Have run into exactly this before. Wrote a scraper that retrieved results from a...

tshaddox · on Aug 23, 2016

It seems like you could easily hit those scaling issues by manually browsing the website. While I agree that it sucks to take down a site by scraping, in that specific case it sounds like the performance issues are their fault and not yours. That said, once I realized the effect my scraping had, I would (hopefully) cease my scraping.

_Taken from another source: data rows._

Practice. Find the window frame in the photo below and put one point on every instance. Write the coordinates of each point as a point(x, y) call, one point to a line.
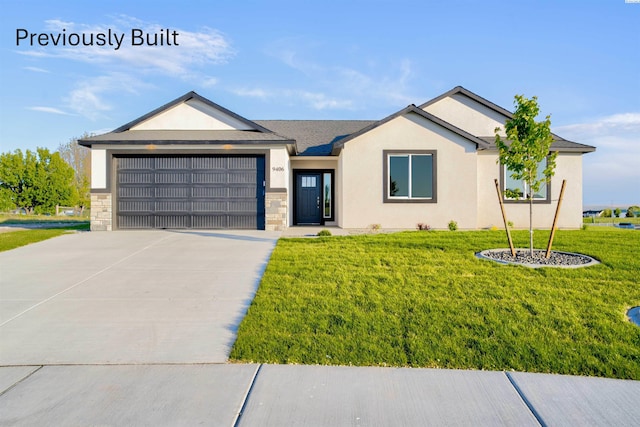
point(505, 199)
point(386, 154)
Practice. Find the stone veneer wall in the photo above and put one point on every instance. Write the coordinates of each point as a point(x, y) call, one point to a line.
point(275, 211)
point(101, 212)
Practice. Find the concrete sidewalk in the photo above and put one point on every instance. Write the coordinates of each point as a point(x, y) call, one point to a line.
point(290, 395)
point(135, 297)
point(134, 328)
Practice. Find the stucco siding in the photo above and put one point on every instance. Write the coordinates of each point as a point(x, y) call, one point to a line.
point(361, 164)
point(568, 166)
point(467, 114)
point(98, 169)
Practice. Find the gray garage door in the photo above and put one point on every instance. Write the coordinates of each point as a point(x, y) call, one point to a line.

chucksmash · on Aug 24, 2016

So the thing is, I could totally believe they never saw this traffic pattern under normal load. I'd expect bar trivia scores in a certain mid-sized US city are one of those niche things where you have a very low number of uniques but each unique then pokes around on 9 or 10 pages while they're there. The fact that the site didn't crash during normal browsing was what originally led me to speculate they were maintaining an open DB connection per session. If that was indeed the issue, I could totally imagine they'd only rarely (never?) had 100+ "concurrent..ish" unique visitors.

Grishnakh · on Aug 25, 2016

Ok, then why couldn't you revise your scraper so that it did everything in a single session, to avoid this problem?

To me, for private, personal use, a scraper should emulate a normal human browser as much as possible to avoid causing site problems and to avoid detection. If what you're doing can be done in the background, or by a cron process at some odd hour, it doesn't have to be fast at all, and you can set the timings to be similar to a normal human.

chucksmash · on Aug 23, 2016

Now that I think about it a bit more, I think my hypothesis was that DB connections were allocated at the session level and that without cookies enabled each request initiated a new session.

I'd consider that a bug not a feature but I still think it's incumbent on me, the guy scraping the website, not to trigger it.

jdc0589 · on Aug 23, 2016

That is a classic connection pooling/lifecycle bug, and usually one that gets caught in the first few days of having multiple people utilizing a product/service, worst case.

If someone's production site, thats been around for while, had a bug like this that can be caused by what you describe, I'd love to see how many real users they have. I'm sure its possible under certain circumstances, but its definitely bad engineering that would be caused by literally any traffic.

cookiecaper · on Aug 23, 2016

You can avoid triggering this in your scraper by activating a cookie jar. Pretty simple most of the time. Even commandline cURL and wget support it. I'm sure you figured that out already, but just for anyone who's wondering. ;)

That said, while obviously you want to avoid triggering the bug since it offlines your data source, this is definitely in the site's court to fix and could easily be triggered by normal usage. Some people browse with cookies disabled, especially since the EU passed its "cookie law", requiring sites to get consent before storing a cookie on visitors' machines. If you've started to notice more sites talking about cookies over the last year, that's why. [0]

[0] http://ec.europa.eu/ipg/basics/legal/cookies/index_en.htm

flukus · on Aug 23, 2016

>Now that I think about it a bit more, I think my hypothesis was that DB connections were allocated at the session level and that without cookies enabled each request initiated a new session.

Could also be something like storing hibernates second level cache in session. Unfortunately I've seen this, a significant chunk of the database was being copied into each users session.